Serving idea: Combine cooked lentils with mixed vegetables, rice, and seasonings of your choice. Try basil and oregano, or toss in a bay leaf, which works really well with lentils. (Remove the bay leaf before serving.)

Dark green leafy vegetables

Leafy greens boast high amounts of iron and folate. While spinach is perhaps the best known of this group, there are many other varieties, including kale, chard, and collard greens.
Serving idea: Steam and puree a batch of greens, then mix with iron-fortified cereal to give your baby a double dose of iron. Experiment with the proportions to see what your baby likes; try starting with two parts veggie to one part cereal.
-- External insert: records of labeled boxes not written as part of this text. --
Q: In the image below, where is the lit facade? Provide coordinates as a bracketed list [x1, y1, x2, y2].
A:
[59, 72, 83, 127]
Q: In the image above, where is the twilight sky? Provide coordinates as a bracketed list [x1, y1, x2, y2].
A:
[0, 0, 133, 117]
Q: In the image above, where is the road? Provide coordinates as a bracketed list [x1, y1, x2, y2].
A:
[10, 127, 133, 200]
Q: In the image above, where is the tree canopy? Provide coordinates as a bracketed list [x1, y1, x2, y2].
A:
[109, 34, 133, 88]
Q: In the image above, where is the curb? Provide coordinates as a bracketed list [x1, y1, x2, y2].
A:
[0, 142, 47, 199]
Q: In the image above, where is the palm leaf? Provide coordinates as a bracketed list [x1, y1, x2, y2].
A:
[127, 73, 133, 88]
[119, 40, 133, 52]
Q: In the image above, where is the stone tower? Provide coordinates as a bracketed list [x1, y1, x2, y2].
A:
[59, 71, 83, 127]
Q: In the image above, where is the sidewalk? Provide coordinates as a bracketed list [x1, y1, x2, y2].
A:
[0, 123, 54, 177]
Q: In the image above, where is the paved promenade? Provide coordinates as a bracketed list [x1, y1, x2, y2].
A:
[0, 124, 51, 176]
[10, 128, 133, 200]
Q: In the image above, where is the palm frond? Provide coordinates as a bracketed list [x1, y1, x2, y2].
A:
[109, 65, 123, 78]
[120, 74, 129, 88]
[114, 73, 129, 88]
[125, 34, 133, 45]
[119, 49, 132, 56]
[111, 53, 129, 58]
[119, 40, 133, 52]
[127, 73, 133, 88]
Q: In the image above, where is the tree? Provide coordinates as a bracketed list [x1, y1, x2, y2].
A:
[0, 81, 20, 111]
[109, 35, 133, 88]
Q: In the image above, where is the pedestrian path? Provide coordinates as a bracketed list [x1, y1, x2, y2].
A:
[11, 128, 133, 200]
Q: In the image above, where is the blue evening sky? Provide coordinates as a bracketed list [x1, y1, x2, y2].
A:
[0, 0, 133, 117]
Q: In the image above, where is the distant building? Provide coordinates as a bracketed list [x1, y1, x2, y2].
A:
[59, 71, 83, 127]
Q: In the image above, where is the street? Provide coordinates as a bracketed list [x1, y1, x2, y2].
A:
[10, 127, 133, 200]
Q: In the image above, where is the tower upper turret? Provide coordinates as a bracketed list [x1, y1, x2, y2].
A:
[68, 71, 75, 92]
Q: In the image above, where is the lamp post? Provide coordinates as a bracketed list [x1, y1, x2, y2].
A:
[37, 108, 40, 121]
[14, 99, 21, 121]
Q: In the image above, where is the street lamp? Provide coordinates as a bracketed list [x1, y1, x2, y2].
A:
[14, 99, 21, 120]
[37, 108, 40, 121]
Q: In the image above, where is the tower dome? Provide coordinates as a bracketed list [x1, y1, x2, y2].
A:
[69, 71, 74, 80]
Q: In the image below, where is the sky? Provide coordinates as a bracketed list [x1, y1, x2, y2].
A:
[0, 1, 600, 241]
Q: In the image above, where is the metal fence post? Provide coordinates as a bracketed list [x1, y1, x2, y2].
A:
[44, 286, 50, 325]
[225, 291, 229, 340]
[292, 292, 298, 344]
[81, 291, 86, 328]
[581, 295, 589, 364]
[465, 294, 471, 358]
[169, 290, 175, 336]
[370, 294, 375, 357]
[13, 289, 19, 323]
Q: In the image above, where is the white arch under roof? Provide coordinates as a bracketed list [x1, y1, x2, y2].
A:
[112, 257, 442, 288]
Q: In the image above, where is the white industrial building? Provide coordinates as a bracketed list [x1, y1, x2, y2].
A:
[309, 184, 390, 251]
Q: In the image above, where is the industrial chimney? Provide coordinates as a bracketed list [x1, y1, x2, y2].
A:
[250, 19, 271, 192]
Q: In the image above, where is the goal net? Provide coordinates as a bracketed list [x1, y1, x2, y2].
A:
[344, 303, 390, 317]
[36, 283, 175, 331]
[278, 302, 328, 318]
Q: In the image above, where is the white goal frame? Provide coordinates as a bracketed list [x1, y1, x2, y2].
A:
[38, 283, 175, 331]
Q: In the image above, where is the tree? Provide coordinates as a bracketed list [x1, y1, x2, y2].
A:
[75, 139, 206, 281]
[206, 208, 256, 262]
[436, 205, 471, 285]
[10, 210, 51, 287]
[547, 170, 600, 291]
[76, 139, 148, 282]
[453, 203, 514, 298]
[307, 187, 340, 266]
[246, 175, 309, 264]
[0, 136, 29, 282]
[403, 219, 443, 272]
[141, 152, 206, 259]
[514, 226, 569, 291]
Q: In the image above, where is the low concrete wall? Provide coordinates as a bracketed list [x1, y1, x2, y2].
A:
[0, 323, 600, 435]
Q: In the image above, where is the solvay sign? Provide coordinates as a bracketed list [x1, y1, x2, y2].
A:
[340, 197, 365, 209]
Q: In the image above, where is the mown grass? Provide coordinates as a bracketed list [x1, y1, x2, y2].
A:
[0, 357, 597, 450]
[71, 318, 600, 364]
Brimming with folate, fiber, and calcium, broccoli is also known for its cancer-fighting properties. And thanks to its sulfur compounds, it has a unique flavor that can help expand your baby's tastes.
Serving idea: Steam pieces until soft, then chill. Steaming takes the bite out of broccoli; chilled broccoli is sometimes better accepted by babies. It can also be soothing during teething.


The deep, brilliant blue of these berries comes from flavonoids called anthocyanins, which are good for your baby's eyes, brain, and even urinary tract.
Serving Idea: Combine 1 cup of blueberries with one-quarter cup of water in a bowl, microwave for one minute, and let cool. Then swirl some plain yogurt on top. 


Avocados are a rich source of unsaturated fats.  In fact, the fat composition is somewhat similar to that of breast milk." 
Serving idea: Try combining mashed avocado with other foods, such as cream cheese, apples, or canned fish.  When it's playgroup time, ditch the crackers and take an avocado along instead. Avocados can travel in your bag at room temperature and you can offer them in slivers or spread on toast fingers while you sip coffee with your friends.


Many of us don't think of meat as a typical baby food, but it is a great source of zinc and iron
Serving idea: Cook stew! Stew is the ideal baby food – easy to make, easy to chew, and endless in its variety. Experiment with adding different veggies and seasonings, such as ginger and parsley. Just be sure to cook the stew long enough for the meat to turn soft and scrumptious. 


Prunes have lots of fiber and can help relieve constipation – which your baby may experience after you introduce solid foods.
Serving idea: Puree prunes and serve them straight or mixed with other foods, such as cereal or applesauce, for a naturally sweet treat. If your baby is badly constipated, try adding a teaspoon or two of prune juice to formula or expressed breast milk.

Garbanzo beans

Like lentils and other beans, garbanzos are rich in protein and fiber. They're also inexpensive and versatile.
Serving idea: Try hummus. You can find it in many grocery stores, or make your own by pureeing cooked garbanzo beans with garlic, lemon, olive oil, and tahini. You can also make a delectable finger food by sautéing or roasting the beans.

Mandarin oranges

High in vitamin C and antioxidants, mandarin oranges are a supreme finger food. Babies really love the flavor.
Serving idea: This is a particularly easy one to prepare – just cut the segments into bite-size pieces and serve. You can buy mandarin oranges fresh or canned, but make sure the canned version is packed in water, not syrup, which contains added sugar.

The website recommends after introducing any new food, wait three days before moving on to the next new food to identify any possible allergic reaction. If your baby's still a beginner at eating solids, grind or puree the food as needed.